Of course there was one voice that said these people could stand on their own, given half a chance.  That voice belonged to my great-grandfather, Dr. Peter Henderson Bryce and he had the evidence to back up his statement.  One of the first things Bryce did when he was hired in Indian Affairs in 1904 was study the evidence to see if the myth that Indigenous people were spiritually, emotionally and physically inferior was true.  Bryce’s minister, Sir Clifford Sifton had said just that in a committee meeting in 1900, so it was a career-limiting moment when Bryce reported that there was no indication of physical inferiority in Indigenous people.  What he did find instead was that European people who lived in the same conditions as Indigenous people had similar rates of disease and mortality. This was not news that the penny-pinching Duncan Campbell Scott would have welcomed, so instead Scott did his best to discredit my great-grandfather.

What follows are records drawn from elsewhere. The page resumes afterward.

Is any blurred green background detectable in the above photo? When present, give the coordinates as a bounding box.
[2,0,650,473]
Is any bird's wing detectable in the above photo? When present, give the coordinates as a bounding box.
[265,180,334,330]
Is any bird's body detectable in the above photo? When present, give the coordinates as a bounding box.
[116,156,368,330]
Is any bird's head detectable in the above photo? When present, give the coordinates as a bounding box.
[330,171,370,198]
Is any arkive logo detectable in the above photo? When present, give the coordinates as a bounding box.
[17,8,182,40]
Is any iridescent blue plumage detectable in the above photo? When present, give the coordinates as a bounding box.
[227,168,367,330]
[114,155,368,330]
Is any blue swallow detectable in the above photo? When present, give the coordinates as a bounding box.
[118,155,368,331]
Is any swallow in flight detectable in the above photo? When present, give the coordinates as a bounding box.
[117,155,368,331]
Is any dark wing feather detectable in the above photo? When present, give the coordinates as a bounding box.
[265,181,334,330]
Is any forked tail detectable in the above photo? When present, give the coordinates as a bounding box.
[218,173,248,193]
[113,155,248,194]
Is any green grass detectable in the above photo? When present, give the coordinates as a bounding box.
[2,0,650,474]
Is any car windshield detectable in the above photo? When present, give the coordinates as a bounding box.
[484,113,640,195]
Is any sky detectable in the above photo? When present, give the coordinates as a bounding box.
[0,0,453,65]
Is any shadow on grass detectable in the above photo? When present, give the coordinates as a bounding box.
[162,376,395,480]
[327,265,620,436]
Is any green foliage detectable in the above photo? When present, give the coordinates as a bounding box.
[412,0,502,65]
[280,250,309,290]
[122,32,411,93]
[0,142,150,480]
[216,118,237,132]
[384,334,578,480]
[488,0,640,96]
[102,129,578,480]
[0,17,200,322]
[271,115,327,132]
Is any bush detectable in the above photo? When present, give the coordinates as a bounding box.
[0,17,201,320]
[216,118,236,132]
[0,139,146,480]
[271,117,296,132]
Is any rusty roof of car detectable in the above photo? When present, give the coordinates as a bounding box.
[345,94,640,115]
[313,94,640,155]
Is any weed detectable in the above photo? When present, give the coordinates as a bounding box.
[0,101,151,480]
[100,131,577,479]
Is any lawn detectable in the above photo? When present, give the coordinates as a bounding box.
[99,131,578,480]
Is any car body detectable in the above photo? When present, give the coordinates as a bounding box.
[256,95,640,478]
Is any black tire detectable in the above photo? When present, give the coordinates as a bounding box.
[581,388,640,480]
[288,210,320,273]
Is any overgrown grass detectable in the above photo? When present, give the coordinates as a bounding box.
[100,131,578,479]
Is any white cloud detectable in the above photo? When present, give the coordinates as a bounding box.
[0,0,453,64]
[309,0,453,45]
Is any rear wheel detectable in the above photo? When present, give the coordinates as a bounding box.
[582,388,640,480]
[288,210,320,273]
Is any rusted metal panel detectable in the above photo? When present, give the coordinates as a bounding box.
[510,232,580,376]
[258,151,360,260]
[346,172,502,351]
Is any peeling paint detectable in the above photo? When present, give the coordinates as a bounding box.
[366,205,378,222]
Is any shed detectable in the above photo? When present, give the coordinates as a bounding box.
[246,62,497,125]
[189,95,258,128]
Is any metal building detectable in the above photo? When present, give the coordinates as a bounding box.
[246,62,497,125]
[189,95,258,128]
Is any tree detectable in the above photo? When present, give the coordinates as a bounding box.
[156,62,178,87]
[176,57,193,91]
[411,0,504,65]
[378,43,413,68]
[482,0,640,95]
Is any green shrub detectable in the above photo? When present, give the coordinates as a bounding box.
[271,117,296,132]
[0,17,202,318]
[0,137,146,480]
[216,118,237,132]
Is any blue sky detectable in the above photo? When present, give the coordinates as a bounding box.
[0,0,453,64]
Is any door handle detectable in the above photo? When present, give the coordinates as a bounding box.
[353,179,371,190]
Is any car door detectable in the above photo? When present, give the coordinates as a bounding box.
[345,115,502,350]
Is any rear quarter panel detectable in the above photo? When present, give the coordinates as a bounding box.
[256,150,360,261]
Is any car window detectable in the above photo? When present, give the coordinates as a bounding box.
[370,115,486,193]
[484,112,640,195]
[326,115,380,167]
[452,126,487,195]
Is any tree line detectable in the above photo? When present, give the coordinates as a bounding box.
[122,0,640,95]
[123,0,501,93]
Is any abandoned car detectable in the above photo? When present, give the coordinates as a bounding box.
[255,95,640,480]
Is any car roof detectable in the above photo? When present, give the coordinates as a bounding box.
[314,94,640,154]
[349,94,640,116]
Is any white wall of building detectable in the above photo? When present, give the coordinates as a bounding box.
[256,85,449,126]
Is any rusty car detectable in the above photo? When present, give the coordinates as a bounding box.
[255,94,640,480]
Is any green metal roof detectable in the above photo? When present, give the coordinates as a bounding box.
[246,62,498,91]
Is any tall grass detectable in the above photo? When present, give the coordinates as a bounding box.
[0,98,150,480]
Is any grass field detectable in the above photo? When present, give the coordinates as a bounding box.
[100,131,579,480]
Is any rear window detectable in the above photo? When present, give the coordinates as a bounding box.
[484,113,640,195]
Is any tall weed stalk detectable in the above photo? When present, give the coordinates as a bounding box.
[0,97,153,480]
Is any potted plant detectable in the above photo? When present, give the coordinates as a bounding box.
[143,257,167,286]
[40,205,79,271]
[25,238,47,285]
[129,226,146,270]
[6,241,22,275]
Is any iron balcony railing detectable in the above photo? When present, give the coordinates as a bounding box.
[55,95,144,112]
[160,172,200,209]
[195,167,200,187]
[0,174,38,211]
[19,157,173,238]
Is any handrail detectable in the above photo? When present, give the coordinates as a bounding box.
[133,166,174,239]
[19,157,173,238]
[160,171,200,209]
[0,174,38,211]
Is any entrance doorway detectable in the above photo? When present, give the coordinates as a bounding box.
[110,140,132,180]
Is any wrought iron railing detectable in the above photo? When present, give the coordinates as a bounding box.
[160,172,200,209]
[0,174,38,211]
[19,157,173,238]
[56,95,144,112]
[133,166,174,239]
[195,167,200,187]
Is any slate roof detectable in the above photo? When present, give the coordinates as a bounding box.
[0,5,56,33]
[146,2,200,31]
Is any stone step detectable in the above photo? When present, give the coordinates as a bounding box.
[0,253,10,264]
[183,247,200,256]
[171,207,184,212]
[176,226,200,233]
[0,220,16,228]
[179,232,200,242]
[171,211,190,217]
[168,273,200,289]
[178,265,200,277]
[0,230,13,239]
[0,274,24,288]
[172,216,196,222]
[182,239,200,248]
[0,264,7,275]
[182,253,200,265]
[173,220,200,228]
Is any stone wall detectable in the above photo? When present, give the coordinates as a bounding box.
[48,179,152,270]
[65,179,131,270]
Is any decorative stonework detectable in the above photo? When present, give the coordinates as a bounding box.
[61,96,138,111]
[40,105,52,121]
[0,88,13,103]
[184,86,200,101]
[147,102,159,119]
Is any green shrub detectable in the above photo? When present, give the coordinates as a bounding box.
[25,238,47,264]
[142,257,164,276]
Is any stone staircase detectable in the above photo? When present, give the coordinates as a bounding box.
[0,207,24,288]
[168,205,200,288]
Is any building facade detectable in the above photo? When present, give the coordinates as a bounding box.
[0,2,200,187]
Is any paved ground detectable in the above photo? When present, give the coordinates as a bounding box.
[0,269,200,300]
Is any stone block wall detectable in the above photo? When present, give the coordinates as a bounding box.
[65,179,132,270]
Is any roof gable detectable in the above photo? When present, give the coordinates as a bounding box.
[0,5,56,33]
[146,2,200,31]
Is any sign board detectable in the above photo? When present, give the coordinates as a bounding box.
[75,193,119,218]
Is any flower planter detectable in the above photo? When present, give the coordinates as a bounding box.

“It was Duncan Campbell Scott who received Peter Bryce’s report (on conditions in residential schools) and moved to suppress that report and discredit your great-grandfather,” says Cindy Blackstock.  When Duncan Campbell Scott became deputy superintendent of Indian Affairs in 1913, he relieved Peter H. Bryce from his duties as Chief Medical Officer, and discontinued the practice of issuing an annual report on the health of Indigenous people.

The First Nations case against the Federal government at the Canadian Human Rights Tribunal proved that the federal government spends less on social services for Indigenous children than on non-Indigenous children.  I also note that INAC lapsed (meaning “didn’t spend”) 900 million dollars last year.  These two facts alone make me think Mr. Cuthand has a good point – it seems not much has changed since the colonial days of Duncan Campbell Scott and Peter H. Bryce.